Aside from computing Gröbner bases CoCoA's particular strengths
include polynomial factorization, exact linear algebra,
Hilbert functions, toric ideals, and ideals of zero-dimensional schemes.

Aside from the normal development, a number of more specific plans are
afoot to improve and extend CoCoA: the choice of coefficients is to
be widened to handle parameters and finite algebraic extensions; and
the new mathematical core is already freely available as a GPL
software library written in C++, CoCoALib, facilitating integration
into other systems.

CoCoA works with multivariate polynomials over the fields of
modular integers or rational numbers (exact rationals, not floating
point numbers). Naturally, basic arithmetic operations are provided
together with more advanced operations such as GCD, composition, and
factorization.
The default ring environment is Q[x,y,z], but one may declare and
activate another polynomial ring (via the command Use). Data
may be transferred from one ring to another by defining and applying a
k-algebra homomorphism (via the command Image).

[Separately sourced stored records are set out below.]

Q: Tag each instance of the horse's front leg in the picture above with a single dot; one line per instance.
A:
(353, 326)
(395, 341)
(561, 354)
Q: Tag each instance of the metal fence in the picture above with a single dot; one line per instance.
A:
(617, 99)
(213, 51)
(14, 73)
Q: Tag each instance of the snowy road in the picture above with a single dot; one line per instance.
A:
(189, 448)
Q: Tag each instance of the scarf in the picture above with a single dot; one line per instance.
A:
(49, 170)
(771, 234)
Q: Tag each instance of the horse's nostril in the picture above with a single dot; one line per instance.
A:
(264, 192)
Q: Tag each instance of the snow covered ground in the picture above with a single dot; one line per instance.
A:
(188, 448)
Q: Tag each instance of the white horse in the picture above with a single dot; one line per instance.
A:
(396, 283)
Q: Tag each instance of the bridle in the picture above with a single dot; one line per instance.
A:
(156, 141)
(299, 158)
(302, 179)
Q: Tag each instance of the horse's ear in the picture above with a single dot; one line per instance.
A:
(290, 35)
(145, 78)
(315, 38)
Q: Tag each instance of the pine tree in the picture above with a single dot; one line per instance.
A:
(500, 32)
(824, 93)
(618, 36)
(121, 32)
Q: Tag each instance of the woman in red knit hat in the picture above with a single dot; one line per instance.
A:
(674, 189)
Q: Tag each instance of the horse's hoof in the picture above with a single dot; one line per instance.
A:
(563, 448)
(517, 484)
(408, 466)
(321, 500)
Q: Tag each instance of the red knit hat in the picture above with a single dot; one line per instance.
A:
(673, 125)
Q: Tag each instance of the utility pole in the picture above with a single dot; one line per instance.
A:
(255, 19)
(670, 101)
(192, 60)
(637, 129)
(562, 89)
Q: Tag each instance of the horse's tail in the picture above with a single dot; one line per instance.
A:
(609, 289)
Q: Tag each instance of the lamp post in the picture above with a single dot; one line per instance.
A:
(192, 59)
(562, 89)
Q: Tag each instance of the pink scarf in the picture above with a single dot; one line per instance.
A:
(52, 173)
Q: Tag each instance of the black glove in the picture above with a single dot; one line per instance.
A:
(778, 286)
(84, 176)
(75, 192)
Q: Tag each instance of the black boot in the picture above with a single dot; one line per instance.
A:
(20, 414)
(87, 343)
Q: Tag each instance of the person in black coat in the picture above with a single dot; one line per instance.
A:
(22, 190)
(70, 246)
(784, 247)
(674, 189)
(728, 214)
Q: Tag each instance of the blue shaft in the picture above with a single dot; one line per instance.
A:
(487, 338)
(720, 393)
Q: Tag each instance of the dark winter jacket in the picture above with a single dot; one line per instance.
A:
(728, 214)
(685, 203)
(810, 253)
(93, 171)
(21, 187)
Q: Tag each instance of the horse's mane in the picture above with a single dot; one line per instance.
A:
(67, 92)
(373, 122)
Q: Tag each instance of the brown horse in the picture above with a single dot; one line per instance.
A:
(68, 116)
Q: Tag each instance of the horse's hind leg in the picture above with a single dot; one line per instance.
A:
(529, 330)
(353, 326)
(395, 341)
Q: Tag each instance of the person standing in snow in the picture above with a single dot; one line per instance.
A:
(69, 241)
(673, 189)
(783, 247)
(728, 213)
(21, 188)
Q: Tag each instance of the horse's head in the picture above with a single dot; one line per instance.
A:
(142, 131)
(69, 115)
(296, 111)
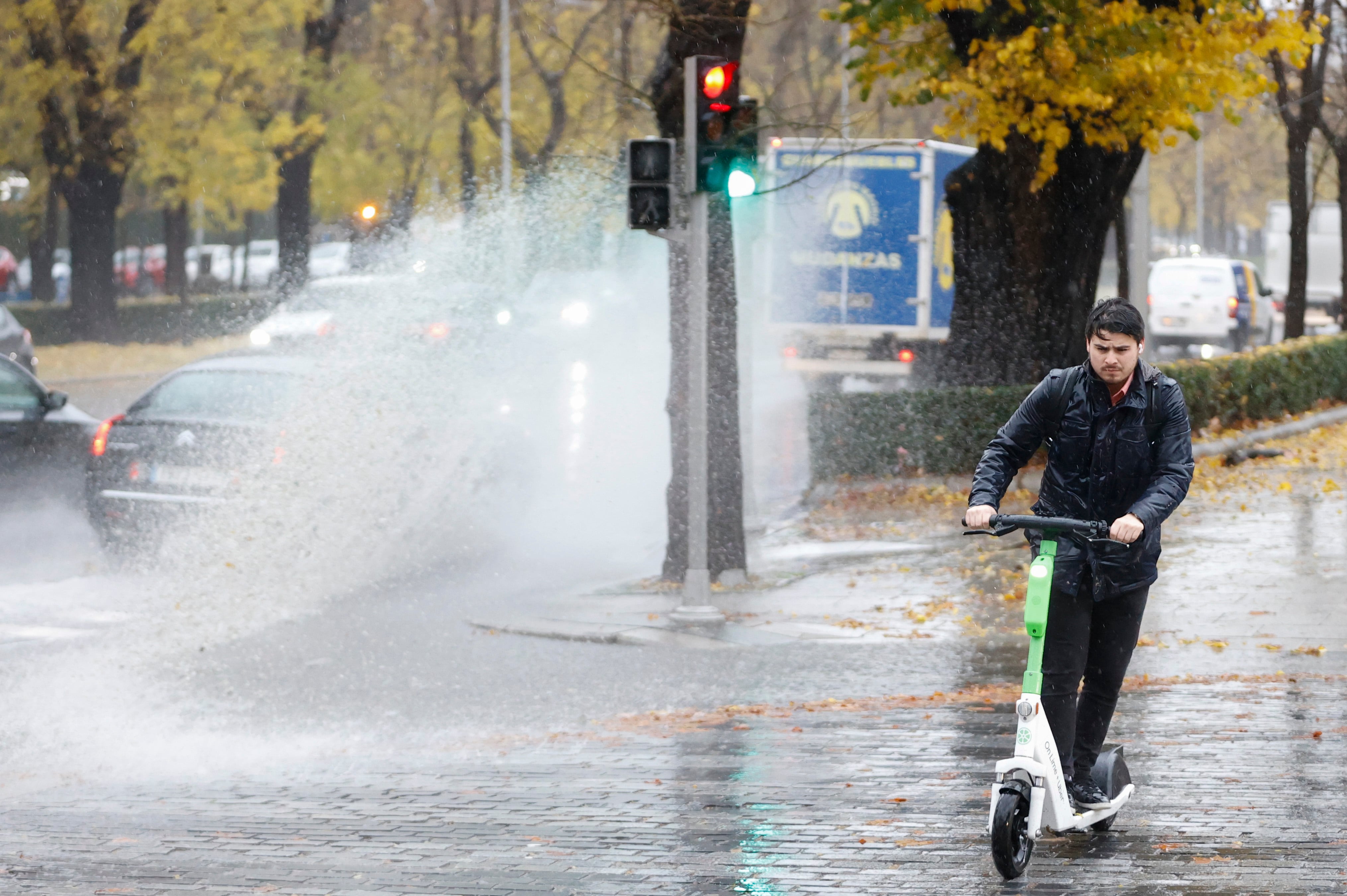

Gröbner bases and Orderings

The key tool for effective computations in Commutative Algebra is the
concept of Gröbner Basis. Almost every ideal and module theoretic
operation is realized via some Gröbner Basis computations: these
are effected by Buchberger's Algorithm whose worst-case
complexity is quite high (in fact, doubly exponential in the number of
variables). Therefore an efficient implementation of the Buchberger's
Algorithm is the heart of any Commutative Algebra System.
To perform Gröbner basis computations it is necessary to specify a
term-ordering, i.e. a total ordering which is compatible
with multiplication, and such that each indeterminate is bigger than 1.
Such orderings are characterized by suitable matrices.
Different orderings may lead to different Gröbner bases
for the same ideal with quite different computational costs (in space
and time).
CoCoA offers some pre-defined orderings and the ability to specify
any matrix-defined term-ordering.

Ideal and module operations

Among the types implemented in CoCoA there are ideals and
submodules of a free finitely generated module over
a polynomial ring. Basic operations on these objects
are performed via Gröbner basis computations (e.g. intersection,
elimination and saturation, radical membership, free
resolution of ideals or modules).

Extensive information about the CoCoA system and its
associated research
is available at the web site
http://cocoa.dima.unige.it. You may freely download
executable and documentation. You can also find a full list
of the platforms on which
CoCoA runs with instructions for installation, and information
regarding the system and associated research.
The CoCoA kernel is written in C (about 70,000 lines). It runs
on Linux, MacOS X, Microsoft Windows, and other platforms.
The accompanying library of packages, comprising around
17,000 lines of CoCoA language code, adds advanced capabilities
in other areas
such as statistics, integer programming, and invariant theory.